If a doctor concludes that medication is not right for you, that is useful information, not a dead end. It often means your weight can be addressed effectively through structured nutrition, activity, sleep and muscle-building — the foundations that work for everyone, with or without medication. Our guides to why diets fail and the Indian protein paradox are good places to start. Eligibility can also change over time, and a doctor can reassess.
Find Out If You Qualify — Talk to a Doctor on NuvaHealth
The only way to know whether GLP-1 medication is appropriate for you is a proper medical assessment — not an online quiz or a pharmacy counter. NuvaHealth connects you with licensed Indian doctors who will review your BMI, waist measurement, medical history and goals, and give you an honest answer: whether medication has a role, and what the right next step is either way.
Start your assessment on NuvaHealth today and get a clear, qualified answer about your eligibility.

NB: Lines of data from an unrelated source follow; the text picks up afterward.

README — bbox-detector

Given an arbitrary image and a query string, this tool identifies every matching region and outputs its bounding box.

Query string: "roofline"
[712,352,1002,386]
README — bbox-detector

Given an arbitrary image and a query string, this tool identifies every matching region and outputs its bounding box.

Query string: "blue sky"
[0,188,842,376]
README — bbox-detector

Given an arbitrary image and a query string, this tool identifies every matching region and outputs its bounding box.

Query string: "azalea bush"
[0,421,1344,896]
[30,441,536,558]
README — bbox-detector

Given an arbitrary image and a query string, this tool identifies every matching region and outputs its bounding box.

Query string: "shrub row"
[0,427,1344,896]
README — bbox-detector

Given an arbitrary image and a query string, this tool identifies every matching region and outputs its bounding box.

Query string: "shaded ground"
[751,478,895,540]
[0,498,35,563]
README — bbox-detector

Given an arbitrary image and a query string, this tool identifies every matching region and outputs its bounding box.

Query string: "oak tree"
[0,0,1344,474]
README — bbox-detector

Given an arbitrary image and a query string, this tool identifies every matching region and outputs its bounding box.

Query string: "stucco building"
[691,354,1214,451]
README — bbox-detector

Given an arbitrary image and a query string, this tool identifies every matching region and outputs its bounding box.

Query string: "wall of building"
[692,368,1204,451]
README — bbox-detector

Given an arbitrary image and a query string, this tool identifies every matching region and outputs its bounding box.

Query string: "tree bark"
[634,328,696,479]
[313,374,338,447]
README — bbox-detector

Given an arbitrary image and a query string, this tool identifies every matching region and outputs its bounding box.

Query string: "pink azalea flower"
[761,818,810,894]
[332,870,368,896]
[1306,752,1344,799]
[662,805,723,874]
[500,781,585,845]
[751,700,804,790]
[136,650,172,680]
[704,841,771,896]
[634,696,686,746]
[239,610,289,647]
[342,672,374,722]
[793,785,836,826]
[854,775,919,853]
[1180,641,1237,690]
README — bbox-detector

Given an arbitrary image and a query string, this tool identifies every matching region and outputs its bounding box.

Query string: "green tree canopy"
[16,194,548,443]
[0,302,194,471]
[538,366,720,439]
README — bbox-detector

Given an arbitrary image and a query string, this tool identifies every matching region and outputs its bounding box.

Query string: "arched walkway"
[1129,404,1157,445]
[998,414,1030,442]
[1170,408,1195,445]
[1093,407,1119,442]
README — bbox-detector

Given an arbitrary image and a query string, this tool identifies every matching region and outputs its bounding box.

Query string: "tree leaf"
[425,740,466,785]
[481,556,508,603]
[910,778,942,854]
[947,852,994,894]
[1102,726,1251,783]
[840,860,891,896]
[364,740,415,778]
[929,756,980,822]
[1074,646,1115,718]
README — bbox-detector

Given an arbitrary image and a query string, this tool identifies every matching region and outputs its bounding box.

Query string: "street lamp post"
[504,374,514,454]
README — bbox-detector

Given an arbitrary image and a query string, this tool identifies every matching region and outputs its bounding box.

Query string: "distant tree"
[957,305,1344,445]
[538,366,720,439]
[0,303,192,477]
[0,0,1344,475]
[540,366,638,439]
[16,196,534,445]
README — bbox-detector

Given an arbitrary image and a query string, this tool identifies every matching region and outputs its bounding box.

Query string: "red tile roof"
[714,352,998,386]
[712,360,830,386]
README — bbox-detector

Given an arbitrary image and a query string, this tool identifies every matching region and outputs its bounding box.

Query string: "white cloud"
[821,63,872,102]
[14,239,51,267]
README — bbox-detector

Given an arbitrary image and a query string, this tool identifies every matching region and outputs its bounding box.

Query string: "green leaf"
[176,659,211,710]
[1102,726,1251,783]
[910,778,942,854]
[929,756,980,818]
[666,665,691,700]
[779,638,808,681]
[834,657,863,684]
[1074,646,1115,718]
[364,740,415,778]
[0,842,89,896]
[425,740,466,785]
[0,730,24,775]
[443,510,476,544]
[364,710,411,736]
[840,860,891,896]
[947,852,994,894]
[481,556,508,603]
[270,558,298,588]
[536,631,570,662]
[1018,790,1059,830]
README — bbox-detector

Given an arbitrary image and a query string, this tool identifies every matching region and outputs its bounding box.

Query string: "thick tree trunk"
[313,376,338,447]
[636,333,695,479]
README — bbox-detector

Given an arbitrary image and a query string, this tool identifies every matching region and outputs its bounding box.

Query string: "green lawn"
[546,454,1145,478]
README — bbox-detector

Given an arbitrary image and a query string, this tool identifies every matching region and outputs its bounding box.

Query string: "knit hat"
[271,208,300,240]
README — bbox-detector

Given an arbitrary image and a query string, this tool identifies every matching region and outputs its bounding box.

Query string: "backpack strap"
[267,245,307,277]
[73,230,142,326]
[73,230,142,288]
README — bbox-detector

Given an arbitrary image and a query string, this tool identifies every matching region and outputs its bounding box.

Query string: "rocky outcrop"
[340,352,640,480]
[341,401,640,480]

Frequently Asked Questions
What BMI do you need to qualify for GLP-1 medication?+
The standard criteria are a BMI of 30 or above, or a BMI of 27 or above with a weight-related health condition. For Indians, doctors use lower, ethnicity-appropriate cutoffs because South Asians develop metabolic complications at lower BMIs, so the assessment is individualised rather than a fixed number.
Can I take GLP-1 medication if I only want to lose a little weight?+
Generally no. GLP-1 medications are prescription treatments for obesity and its health risks, not cosmetic products. For small, cosmetic weight loss, the cost, side effects and long-term commitment are not considered justified. A doctor will assess whether your situation warrants medication.
Who should not take GLP-1 weight-loss medication?+
GLP-1 medications are generally avoided in people who are pregnant, planning pregnancy or breastfeeding; those with a personal or family history of medullary thyroid cancer or MEN-2; those with a history of pancreatitis or certain severe gastrointestinal conditions; and those with certain eating disorders. A doctor screens for all of these.
Do GLP-1 BMI criteria apply differently to Indians?+
Yes. South Asians develop weight-related metabolic problems at lower BMIs than Europeans, so Indian guidelines treat overweight from a BMI of about 23 and obesity from about 25. A doctor assessing an Indian patient uses these lower thresholds plus waist measurement, not Western cutoffs alone.
What does a doctor check before prescribing GLP-1 medication?+
Beyond BMI, a doctor reviews your full medical history and current medicines, orders blood tests covering blood sugar and liver and kidney function, measures waist circumference and body composition, considers what you have already tried, and assesses whether you can sustain the treatment long-term. Two people with the same BMI can get different recommendations.